Chapter 4: The Big Cycles of the Dutch and British Empires and Their Currencies

And there’s no promise that the US’s dominance will continue. Looking at many indicators, it looks like the US is actually on the decline, and China is on the rise.

If we look at the top 25 companies from the S&P 500 ten years ago, only ten are still in the top 25 today. In the same way that companies rise and fall, so do global economies. We don’t know what will happen, but change is guaranteed. Even JL Collins, a staunch supporter of VTSAX and the author of A Simple Path to Wealth conceded recently on The Money With Katie Show that while owning VTSAX will work for his generation, there’s nothing that says the US will be the best economy going forward, and that owning a global index fund would make sense for his daughter’s generation.
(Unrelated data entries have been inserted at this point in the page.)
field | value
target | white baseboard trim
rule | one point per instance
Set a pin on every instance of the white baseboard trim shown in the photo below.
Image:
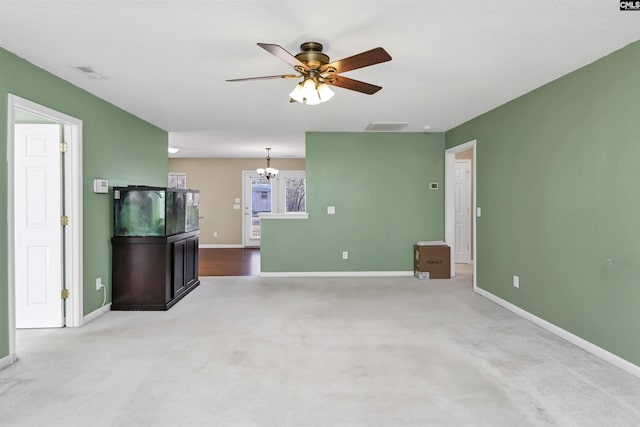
(607, 356)
(96, 313)
(337, 274)
(7, 361)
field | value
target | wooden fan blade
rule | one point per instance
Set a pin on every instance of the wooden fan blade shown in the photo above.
(352, 84)
(364, 59)
(281, 76)
(280, 52)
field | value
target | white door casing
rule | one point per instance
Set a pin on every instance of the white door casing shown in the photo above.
(449, 204)
(73, 267)
(38, 234)
(463, 211)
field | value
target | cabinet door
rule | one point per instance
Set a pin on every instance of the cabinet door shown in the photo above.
(179, 257)
(191, 261)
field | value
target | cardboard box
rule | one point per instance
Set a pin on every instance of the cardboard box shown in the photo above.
(434, 260)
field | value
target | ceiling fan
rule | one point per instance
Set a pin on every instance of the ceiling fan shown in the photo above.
(318, 73)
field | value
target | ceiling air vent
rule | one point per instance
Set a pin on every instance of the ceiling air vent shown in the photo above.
(88, 71)
(385, 126)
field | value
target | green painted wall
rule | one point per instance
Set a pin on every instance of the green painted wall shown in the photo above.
(557, 174)
(116, 146)
(378, 183)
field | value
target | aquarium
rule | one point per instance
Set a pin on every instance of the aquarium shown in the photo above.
(143, 211)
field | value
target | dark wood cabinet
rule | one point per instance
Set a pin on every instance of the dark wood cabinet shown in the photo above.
(153, 273)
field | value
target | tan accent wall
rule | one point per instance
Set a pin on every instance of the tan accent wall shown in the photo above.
(220, 183)
(468, 154)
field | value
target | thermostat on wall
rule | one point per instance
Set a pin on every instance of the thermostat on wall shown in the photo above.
(100, 186)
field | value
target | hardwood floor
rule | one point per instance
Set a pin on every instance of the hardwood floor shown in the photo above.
(229, 261)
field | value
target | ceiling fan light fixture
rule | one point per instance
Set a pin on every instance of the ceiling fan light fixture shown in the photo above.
(296, 94)
(310, 92)
(325, 92)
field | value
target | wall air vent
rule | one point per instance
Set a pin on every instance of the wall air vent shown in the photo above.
(385, 126)
(88, 71)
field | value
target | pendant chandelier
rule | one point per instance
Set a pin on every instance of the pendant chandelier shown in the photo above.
(269, 172)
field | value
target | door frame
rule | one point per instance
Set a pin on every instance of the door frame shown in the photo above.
(450, 203)
(468, 215)
(72, 134)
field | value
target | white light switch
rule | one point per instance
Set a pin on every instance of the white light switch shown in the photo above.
(100, 186)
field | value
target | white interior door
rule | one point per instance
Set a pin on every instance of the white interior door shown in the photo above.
(258, 198)
(38, 233)
(463, 211)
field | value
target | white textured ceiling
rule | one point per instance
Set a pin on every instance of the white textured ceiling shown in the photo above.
(166, 61)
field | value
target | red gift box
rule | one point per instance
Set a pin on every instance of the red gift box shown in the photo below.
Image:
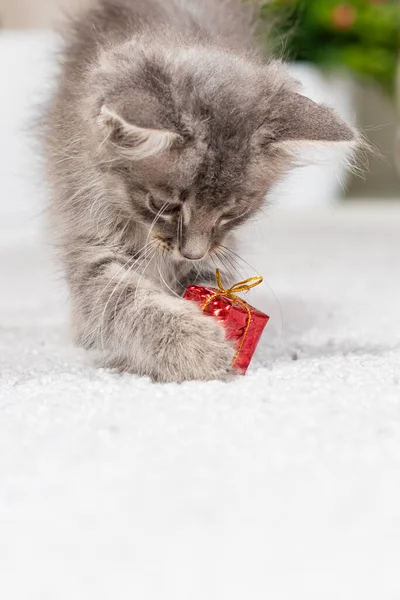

Adopting true indexing was beautifully captured in this Bogleheads post debating between investing in a US or a global index fund:

Neither VSTAX nor VTWAX, obviously. VTTUX (Vanguard Total Universe Admiral) is what I bet all my networth on in the next 35 years. And before you ask, yes I’m 100% positive such fund that covers every company in the Universe will be offered by Vanguard in the near future since Earth shall fall and we will all move to Mars 🙂

I’ll invest in VTTUX when humanity becomes a multi-planetary species. Until then, VTWAX is perfect.

A timeless choice

For someone who writes about personal finances, my investments are shockingly simple. Keep a large cash cushion. Buy and hold VTWAX. Understand myself so I don’t sell when the market drops. And buy some bonds when I get close to retirement to manage sequence of returns risk.

I’m free from day-to-day investing decisions. I’m free from year-to-year rebalancing. I’m not spending mental cycles of investing decisions, I’m allocating more bandwidth to life.

When you buy VTWAX, you’re betting on the collective productivity of the world, you’re buying something you can hold for the rest of your life. If that isn’t a timeless bet, I don’t know what is.